# Tuna Trip



## Capt. Delynn (Oct 4, 2007)

Well things are starting to slow down a bit for me. I have made several trips to the rigs for tuna and what not lately. As you can see from other reports the bite offshore for tuna and wahoo has been very good lately. I've had two trips this past week and the tuna gave it up again. We left them biting and was home early both trips. First trip with my buddy Gary and his 35 everglades, we only fished a few hours and headed in with a nice box of yellowfin. Second trip, was with Zac and his 39 invincible. The plan was to get out there by dark and fish till noon the next day. But, by 1 am we were tired and had all we needed, So with headed in early. Great trip with my buddies. Tim has had several offshore trips but a 35 lb yellowfin was his biggest to date. Well, he smashed that personal best over and over again. Live baits, chucks, poppers, it did not seem to matter. Thank you everyone for letting me tag along. I have a couple of pictures with most of the catch. Good luck everyone and be safe out there. God Bless you all. 
Captain Delynn Sigler
Offshore/Deepsea Fishing Guide
(850)758-2165 Cell
(850)669-9100 Hm/Office


----------



## 24ft fishmaster (Apr 26, 2012)

Been waiting on your report we were on the 36 invincible I heard someone call your name on radio nice haul as usual Capt! At the drill ship close to blind faith Sunday night


----------



## Boat-Dude (Sep 24, 2011)

That is insane!! You guys would be millionaires in Japan.


----------



## MaxP (Jan 31, 2008)

Great trip there.


----------



## Realtor (Oct 1, 2007)

Whoa!!!! what rigs, or drill ships were you fishing?


----------



## Bryan_DESTIN_TRITON (Jan 11, 2009)

What a haul!


----------



## The Hired Hand (Jun 27, 2016)

Good God What a haul Congratulations.


----------



## badonskybuccaneers (Aug 19, 2013)

Nice haul captain!


----------



## Capt. Delynn (Oct 4, 2007)

Thanks everyone for the very nice comments. I love what I do and thank God for all the support I get from my friends on PFF.

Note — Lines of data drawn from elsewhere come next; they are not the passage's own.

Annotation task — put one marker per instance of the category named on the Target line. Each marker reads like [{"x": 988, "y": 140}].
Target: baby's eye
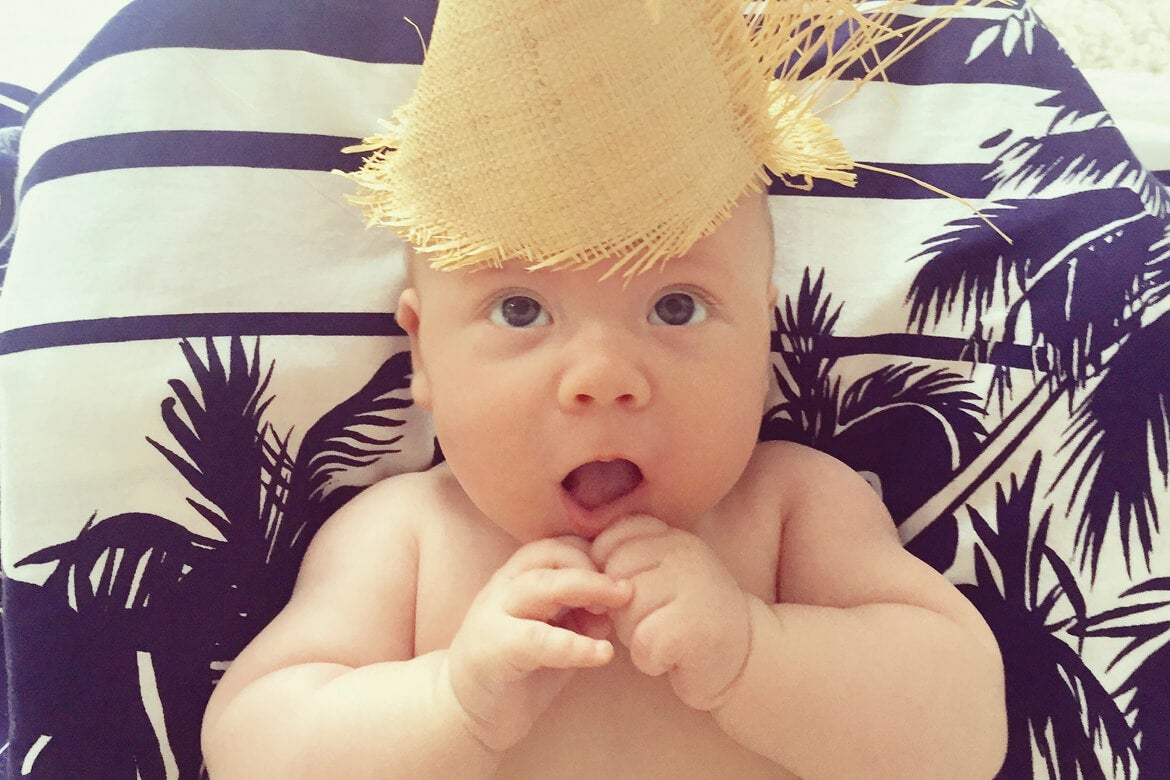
[
  {"x": 518, "y": 311},
  {"x": 678, "y": 309}
]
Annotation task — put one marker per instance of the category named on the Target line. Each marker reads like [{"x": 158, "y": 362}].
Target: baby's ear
[{"x": 408, "y": 317}]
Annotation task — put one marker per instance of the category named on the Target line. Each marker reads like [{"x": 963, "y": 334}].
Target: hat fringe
[{"x": 780, "y": 60}]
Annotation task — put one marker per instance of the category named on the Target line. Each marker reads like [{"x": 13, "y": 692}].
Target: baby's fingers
[
  {"x": 541, "y": 646},
  {"x": 546, "y": 593}
]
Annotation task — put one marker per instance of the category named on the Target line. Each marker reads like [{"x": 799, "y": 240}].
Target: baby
[{"x": 610, "y": 577}]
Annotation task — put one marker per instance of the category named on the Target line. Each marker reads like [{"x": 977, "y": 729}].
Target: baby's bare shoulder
[{"x": 790, "y": 469}]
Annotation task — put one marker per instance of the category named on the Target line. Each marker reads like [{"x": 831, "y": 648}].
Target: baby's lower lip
[{"x": 587, "y": 523}]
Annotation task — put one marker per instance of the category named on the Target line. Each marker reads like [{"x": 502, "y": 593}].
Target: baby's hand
[
  {"x": 541, "y": 616},
  {"x": 688, "y": 618}
]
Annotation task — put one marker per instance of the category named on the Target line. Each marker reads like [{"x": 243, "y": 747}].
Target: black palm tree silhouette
[
  {"x": 908, "y": 425},
  {"x": 1142, "y": 616},
  {"x": 1058, "y": 710},
  {"x": 1092, "y": 294},
  {"x": 153, "y": 601}
]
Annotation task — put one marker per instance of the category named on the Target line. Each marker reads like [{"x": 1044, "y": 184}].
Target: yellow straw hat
[{"x": 564, "y": 133}]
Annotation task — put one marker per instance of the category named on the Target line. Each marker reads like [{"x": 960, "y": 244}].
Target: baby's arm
[
  {"x": 331, "y": 688},
  {"x": 872, "y": 664}
]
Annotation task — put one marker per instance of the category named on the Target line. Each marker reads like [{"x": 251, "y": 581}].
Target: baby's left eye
[{"x": 678, "y": 309}]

Fishmaster, I saw you out there. I started to call you on the radio but we were busy and I know you were too.

We fished lots of different rigs over the pass week. Horn mountain and the drip ship by it seems to be hit or miss. Some days they bite there and some days not. Proteus has tuna on it right now as well. Nikika, Delta house, Capricorn, Elf, Blind Faith and most of the rigs in that area are holding tuna right now. West neptune had fish before it moved but I have not been to its new location. Nikika is the only rig I fished that we did not catch a yellowfin. They were there, we just could not get a bite. Bait is getting harder to come by offshore. You can still get them, but you may have to work a little harder at it. Looks like the weather is going to keep most of us and hill for a little bit. Good luck everyone. Tight Lines and God Bless.


----------



## Tim Gibbs (Dec 13, 2012)

*Tim Gibbs*

If you haven't had an opportunity to fish with Capt. Delynn i would highly suggest finding a way to book a trip. I met Capt Delynn in Dec of 2012 when we booked our first trip with him and what a way to end the year with a limit of Scamps, Jacks and 1 Blackfin in December. He made several promises before booking the trip and all of which He has fulfilled. The time spent with Capt Delynn and Capt Connie Jo has been a gift from God. With his help i've been very fortunate and blessed to catch lots of Grouper with the first day of Grouper fishing in 2013 landing 3 Gags with the biggest being 48.8lbs. The next year yielded two personal best with his help with a Gag over 50 and a MONSTER 110lb Amberjack. I've been on five Tuna Trips total with the largest YF Tuna being 35-40lbs until this trip. The first one on this trip was 80ish and later that night was able to get a 100lber with a spinning reel which was the most insane strike i had ever felt. Before dark i Witnessed Capt Delynn Hook up with a 100lber on a top water plug with the Tuna skying out of the water with the plug in his mouth. Last weekend was like taking a fishing trip to heaven and i'm very grateful to Capt Delynn and Zac for allowing me to tag along. The one fish that had alluded me was a Wahoo as we have had several encounters with them but i appeared to be snake bit until April 2017. I received a call from Capt Delynn about going grouper fishing and was excited about the opportuny and this trip produced a Wahoo which the hook just came out just out of reach of the gaff and my heart sank. In Capt Delynn determination he put out the lures and first pass He had me hooked up again and i was able to land my first wahoo or weehoo but it didn't matter as i've dreamed of those stripes. He is a first class individual and God shines on him like nothing i've ever seen and his skill level in fishing is the best i've ever experienced. Thank you Capt Delynn for the past 5 years of amazing fishing trips, knowledge and friendship.


----------



## stc1993 (Nov 23, 2014)

I bet they was wore out catching all those fish. It's no wonder they was ready for the hill.


----------